The point is that String literals  get interned automatically by the Java compiler. This creates an implicit reference from the class to the literal. I say "implicit" because you will not see the reference in any of the existing tools, such as heap dump analysis tools (like the Eclipse Memory Analyzer) nor in the debugger.

That's surprising, and that's why IMHO this is a very interesting post.


Regards,

Markus (http://kohlerm.blogspot.com

 

 

Bharath Ganesh replied on Tue, 2008/07/01 - 6:57am in response to: Slava Imeshev

Slava,

As Markus said, the point I was trying to make in the article is that if you use a String literal as a key (as opposed to a only-interned String - which is not present in the global literal pool), even though your application does not hold any strong reference to the String, the entry would never be removed from the HashMap.

I was also trying to show the difference in behaviour  between an interned String and a String literal.

Slava Imeshev replied on Tue, 2008/07/01 - 1:43pm in response to: Bharath Ganesh

Well, this does not change what I said. The WeakHashMap behaves normally. The test is that after a key was eviected, you should not be able to find an object with the same identity. This test does not hold for a literal and holds for new String("listeral"). That's it. This is not a leak but rather a lack of understanding how WeakHashMap works. You get the same problem fith any private static final object.

 

Slava

 

Markus Kohler replied on Wed, 2008/07/02 - 2:13am in response to: Slava Imeshev

Well IMHO, you both are kind of right and wrong ;)

 If you have a private static final object and put it as a key into your WeakHashMap of course that key will live as long as the class is there. But in this case it is obvious and a good tool (http://www.eclipse.org/mat)  will show that it's there because the class is still there. 
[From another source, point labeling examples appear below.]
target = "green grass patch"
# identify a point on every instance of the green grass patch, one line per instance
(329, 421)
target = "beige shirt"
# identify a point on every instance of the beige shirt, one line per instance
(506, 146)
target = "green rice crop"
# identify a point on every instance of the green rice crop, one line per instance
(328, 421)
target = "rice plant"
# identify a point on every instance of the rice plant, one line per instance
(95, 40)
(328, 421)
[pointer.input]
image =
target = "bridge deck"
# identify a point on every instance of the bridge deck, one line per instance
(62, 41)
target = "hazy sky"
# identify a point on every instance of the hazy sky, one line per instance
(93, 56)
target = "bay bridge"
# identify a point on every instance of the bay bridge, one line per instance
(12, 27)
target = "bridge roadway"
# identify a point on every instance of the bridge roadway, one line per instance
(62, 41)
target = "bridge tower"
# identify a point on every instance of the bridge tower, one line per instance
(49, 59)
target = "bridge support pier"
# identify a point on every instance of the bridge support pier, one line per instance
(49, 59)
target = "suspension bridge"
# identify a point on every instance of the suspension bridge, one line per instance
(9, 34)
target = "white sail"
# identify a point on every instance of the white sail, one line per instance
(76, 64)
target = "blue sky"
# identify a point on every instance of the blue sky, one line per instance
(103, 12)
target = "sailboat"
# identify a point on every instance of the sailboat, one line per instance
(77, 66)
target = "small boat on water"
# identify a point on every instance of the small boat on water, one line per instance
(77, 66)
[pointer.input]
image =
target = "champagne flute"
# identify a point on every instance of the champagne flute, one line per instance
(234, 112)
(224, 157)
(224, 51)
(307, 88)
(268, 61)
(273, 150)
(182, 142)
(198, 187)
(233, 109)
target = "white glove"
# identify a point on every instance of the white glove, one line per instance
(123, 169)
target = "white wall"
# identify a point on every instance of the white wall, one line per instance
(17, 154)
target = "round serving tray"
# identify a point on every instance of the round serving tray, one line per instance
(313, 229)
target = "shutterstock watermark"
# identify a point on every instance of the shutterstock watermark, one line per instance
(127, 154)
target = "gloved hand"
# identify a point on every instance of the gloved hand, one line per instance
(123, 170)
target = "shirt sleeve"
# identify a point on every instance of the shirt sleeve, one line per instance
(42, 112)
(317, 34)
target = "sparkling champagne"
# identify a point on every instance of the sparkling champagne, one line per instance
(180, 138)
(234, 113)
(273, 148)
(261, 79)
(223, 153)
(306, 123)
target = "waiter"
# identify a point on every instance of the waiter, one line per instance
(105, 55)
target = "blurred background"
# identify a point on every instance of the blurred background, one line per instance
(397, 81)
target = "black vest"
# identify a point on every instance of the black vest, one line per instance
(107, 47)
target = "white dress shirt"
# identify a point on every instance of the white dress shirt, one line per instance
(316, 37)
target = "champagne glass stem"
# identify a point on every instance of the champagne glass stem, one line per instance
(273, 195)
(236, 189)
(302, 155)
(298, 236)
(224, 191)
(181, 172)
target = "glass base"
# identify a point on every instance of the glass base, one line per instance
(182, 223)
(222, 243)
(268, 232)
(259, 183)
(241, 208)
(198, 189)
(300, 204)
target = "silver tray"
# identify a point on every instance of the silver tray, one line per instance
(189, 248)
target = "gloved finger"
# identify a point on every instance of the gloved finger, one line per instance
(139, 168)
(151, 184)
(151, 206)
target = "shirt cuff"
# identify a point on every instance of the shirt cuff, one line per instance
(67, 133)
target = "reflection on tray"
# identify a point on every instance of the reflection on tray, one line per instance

In this case, no tool that I'm aware of will show you that there still is a hard reference from the class to the string literal. You just have to know it ...

 

Regards,

Markus

 

Tanya Huff replied on Thu, 2011/05/05 - 11:13pm in response to: Markus Kohler

@Markus Once again Markus I agree with you. The key will live as long as the class is there is correct! Singer Sewing Machine Manual

Comment viewing options

Select your preferred way to display the comments and click "Save settings" to activate your changes.